Он подождал, и я изобразила, что себя не помню от радости, но боюсь ее высказывать – ведь в его словах отчетливо слышалось какое-то "но", что-то он вроде хотел от меня потребовать не очень для меня приятное. Значит, спор, который он хотел мне навязать, похоже, проигрышный, в какой я добровольно ни за какие коврижки бы не ввязалась. Или решил еще немного попугать. Так что я изобразила осторожную радость пополам с опасениями. Кажется, его мое выражение лица удовлетворило. А вот откуда он узнал, что я азартная? Надо в дальнейшем обдумать! Я и впрямь азартна, каюсь, но стараюсь, вообще-то, этого не показывать.

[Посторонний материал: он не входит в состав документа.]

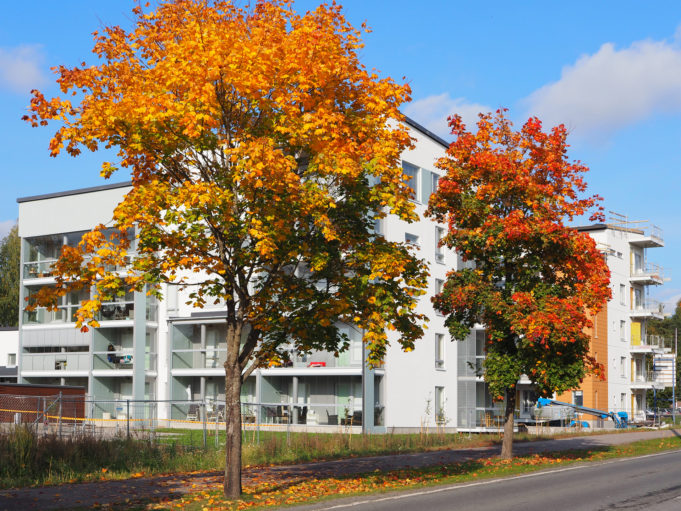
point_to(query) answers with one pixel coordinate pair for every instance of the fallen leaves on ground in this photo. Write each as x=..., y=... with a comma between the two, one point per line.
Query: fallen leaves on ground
x=276, y=493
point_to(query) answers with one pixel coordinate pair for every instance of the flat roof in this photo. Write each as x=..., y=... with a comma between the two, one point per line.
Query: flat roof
x=411, y=122
x=592, y=227
x=77, y=191
x=8, y=371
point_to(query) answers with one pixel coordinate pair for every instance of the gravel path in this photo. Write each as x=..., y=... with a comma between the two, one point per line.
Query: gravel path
x=102, y=493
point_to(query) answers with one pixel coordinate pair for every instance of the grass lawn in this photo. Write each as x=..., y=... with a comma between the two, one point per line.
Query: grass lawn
x=270, y=494
x=26, y=460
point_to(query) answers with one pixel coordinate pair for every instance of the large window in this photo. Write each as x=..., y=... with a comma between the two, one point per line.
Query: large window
x=440, y=413
x=439, y=250
x=439, y=351
x=422, y=182
x=412, y=239
x=412, y=171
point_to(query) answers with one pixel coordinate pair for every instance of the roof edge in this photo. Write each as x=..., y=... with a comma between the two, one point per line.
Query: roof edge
x=77, y=191
x=411, y=122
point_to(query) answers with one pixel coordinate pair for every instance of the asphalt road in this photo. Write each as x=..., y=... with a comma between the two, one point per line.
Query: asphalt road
x=651, y=482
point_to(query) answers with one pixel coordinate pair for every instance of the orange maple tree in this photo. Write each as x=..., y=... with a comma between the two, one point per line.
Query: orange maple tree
x=261, y=153
x=506, y=196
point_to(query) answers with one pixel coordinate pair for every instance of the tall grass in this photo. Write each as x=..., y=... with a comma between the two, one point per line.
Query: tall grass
x=26, y=459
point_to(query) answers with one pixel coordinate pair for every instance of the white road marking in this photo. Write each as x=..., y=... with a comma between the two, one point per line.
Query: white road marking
x=493, y=481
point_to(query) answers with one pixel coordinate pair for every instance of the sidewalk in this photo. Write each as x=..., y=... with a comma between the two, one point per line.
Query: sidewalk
x=87, y=495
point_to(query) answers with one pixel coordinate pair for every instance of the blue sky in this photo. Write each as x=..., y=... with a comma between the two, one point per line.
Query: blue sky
x=611, y=71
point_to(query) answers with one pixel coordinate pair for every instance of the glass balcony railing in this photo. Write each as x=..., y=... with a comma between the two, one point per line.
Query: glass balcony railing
x=209, y=358
x=657, y=342
x=42, y=316
x=647, y=307
x=352, y=357
x=38, y=269
x=121, y=359
x=116, y=311
x=648, y=271
x=55, y=361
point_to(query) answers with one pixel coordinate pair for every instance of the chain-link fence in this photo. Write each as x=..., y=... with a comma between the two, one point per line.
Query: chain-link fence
x=67, y=415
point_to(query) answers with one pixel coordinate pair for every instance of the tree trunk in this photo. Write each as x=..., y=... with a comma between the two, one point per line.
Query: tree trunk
x=509, y=415
x=232, y=484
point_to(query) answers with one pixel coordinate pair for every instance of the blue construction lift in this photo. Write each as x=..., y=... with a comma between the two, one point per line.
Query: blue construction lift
x=621, y=419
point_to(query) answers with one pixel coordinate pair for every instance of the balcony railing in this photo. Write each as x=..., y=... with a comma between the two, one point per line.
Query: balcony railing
x=208, y=358
x=648, y=271
x=42, y=316
x=647, y=307
x=121, y=359
x=646, y=377
x=326, y=359
x=116, y=311
x=55, y=361
x=654, y=342
x=38, y=269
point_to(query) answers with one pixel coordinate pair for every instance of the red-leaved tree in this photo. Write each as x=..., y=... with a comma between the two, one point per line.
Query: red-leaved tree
x=506, y=196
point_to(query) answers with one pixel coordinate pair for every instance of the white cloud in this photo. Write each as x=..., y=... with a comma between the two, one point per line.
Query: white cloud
x=612, y=88
x=21, y=68
x=432, y=112
x=5, y=227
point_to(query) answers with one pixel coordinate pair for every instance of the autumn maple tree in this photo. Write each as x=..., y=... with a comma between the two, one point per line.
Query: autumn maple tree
x=261, y=153
x=506, y=196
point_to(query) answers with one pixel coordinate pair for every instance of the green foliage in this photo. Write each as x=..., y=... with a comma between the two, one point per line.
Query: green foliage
x=10, y=253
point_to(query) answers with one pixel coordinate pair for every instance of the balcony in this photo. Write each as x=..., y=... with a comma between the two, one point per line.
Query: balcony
x=121, y=360
x=647, y=380
x=650, y=344
x=646, y=235
x=649, y=274
x=38, y=269
x=207, y=358
x=55, y=362
x=352, y=357
x=116, y=311
x=42, y=316
x=647, y=309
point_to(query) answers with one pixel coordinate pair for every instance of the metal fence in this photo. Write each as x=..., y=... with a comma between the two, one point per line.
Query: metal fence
x=68, y=415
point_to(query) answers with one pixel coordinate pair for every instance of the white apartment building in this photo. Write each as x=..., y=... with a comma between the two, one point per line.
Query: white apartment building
x=9, y=347
x=168, y=351
x=625, y=347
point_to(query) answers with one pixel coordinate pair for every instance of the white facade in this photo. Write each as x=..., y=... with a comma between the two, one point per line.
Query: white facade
x=183, y=348
x=169, y=351
x=9, y=347
x=630, y=347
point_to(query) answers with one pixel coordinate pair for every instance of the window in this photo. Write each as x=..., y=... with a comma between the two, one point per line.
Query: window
x=412, y=239
x=440, y=415
x=412, y=172
x=439, y=250
x=439, y=286
x=439, y=351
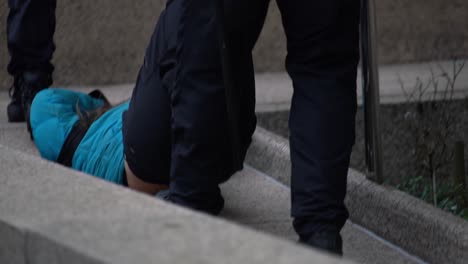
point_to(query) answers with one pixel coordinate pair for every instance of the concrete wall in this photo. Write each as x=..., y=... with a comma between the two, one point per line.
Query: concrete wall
x=102, y=42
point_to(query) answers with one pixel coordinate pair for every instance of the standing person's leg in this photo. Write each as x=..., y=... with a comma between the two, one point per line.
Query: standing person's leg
x=30, y=30
x=241, y=35
x=323, y=39
x=201, y=149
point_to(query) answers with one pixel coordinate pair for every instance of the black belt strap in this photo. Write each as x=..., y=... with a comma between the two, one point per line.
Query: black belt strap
x=76, y=135
x=71, y=144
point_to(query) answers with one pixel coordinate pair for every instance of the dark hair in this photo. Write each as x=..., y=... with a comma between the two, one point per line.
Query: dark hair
x=86, y=118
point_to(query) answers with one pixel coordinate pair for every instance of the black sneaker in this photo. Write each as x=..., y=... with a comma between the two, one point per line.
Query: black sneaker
x=15, y=111
x=327, y=240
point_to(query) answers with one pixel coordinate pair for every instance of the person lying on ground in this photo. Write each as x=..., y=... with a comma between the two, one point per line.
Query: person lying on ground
x=84, y=132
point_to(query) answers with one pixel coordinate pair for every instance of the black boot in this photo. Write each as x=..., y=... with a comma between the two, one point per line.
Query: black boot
x=327, y=240
x=22, y=93
x=15, y=110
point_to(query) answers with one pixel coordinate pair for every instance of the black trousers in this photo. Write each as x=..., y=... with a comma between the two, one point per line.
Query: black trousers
x=30, y=31
x=176, y=128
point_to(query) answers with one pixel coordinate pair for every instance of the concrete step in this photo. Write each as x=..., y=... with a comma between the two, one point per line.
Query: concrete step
x=103, y=42
x=253, y=199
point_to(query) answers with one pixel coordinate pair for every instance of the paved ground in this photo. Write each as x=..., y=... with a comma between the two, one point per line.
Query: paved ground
x=253, y=199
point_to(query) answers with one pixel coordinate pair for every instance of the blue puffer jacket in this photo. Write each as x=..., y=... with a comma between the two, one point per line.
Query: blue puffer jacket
x=100, y=153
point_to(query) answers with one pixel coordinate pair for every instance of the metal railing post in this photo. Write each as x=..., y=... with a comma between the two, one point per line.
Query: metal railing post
x=371, y=95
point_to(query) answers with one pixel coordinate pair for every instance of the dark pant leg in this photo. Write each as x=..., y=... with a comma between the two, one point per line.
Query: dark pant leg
x=147, y=122
x=322, y=61
x=244, y=22
x=201, y=150
x=30, y=30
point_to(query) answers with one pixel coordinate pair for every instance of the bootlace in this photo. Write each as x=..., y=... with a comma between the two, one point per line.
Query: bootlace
x=14, y=91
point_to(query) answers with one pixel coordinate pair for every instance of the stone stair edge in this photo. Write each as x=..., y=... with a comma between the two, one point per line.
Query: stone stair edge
x=76, y=228
x=421, y=229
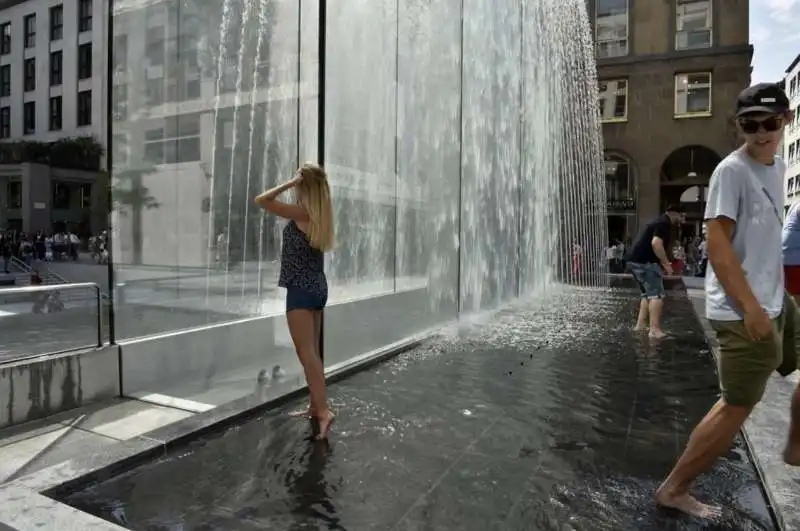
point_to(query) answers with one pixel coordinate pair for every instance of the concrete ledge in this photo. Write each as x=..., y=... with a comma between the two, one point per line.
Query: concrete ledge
x=40, y=387
x=153, y=364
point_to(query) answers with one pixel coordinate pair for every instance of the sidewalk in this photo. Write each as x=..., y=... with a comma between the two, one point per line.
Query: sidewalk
x=766, y=429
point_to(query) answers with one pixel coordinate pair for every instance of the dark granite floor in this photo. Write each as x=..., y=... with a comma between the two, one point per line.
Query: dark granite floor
x=554, y=418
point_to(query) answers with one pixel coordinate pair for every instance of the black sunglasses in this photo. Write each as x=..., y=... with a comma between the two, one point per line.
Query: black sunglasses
x=771, y=124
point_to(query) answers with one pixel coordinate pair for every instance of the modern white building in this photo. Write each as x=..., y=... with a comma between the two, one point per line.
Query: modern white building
x=52, y=62
x=791, y=139
x=52, y=86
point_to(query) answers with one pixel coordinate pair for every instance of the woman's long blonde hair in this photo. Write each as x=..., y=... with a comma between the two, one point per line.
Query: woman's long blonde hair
x=314, y=194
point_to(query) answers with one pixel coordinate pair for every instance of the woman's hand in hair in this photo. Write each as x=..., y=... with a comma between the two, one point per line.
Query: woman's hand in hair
x=268, y=201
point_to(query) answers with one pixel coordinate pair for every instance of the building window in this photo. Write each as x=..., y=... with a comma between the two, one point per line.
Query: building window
x=613, y=100
x=29, y=82
x=5, y=122
x=120, y=103
x=14, y=190
x=56, y=23
x=30, y=31
x=84, y=108
x=693, y=24
x=62, y=196
x=86, y=195
x=154, y=91
x=155, y=45
x=119, y=144
x=620, y=189
x=693, y=94
x=5, y=81
x=121, y=52
x=56, y=68
x=85, y=61
x=178, y=141
x=29, y=118
x=611, y=28
x=5, y=43
x=84, y=15
x=55, y=113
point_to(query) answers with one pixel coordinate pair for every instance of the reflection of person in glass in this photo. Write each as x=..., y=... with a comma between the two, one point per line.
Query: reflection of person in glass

– А дальше, – продолжал он, – мы с тобой посмотрим, кто кого. Предлагаю пари.

– На что спорим? – обрадовалась я. И тут же прикусила язык и про себя отругала себя за нетерпение. Не должна была я так быстро начинать радоваться – как бы он не догадался, что я только изображала испуг! В самом деле, он насторожился, но я поспешно сделала вид, что боюсь его хмурой мины, даже отшатнулась, и Тенкутли успокоился.

– Не на что-то, а на интерес, – сказал он. – Если я окажусь сильнее твоего любимого инка…

Тут я несколько выпала из разговора и немного пропустила мимо ушей, что он говорил дальше. Нет, откуда он узнал?! Почему не "любимых инков", а "любимого инка"? Это ведь совсем не одно и то же, я надеюсь, мне не придется вам объяснять разницу. Я ему про Клода ничего не говорила! Только про инков вообще. А он все, гад ползучий, знает!.. Вернее, гад летучий. Тут я увидела, что он на меня смотрит уже молча – заметил, что я его не слушаю. Совсем плохо! Вдруг он и сам не понял бы, что сказал что-то для меня важное, а я застываю, как жена Лота. Ну да что уж теперь. Зато он будет похуже думать о моих способностях к заговорам, и получше – о своем умении те заговоры разгадывать. А это для меня ужасно полезно! Уж если, видать, не удается попасть под арест и отсидеться в тенечке.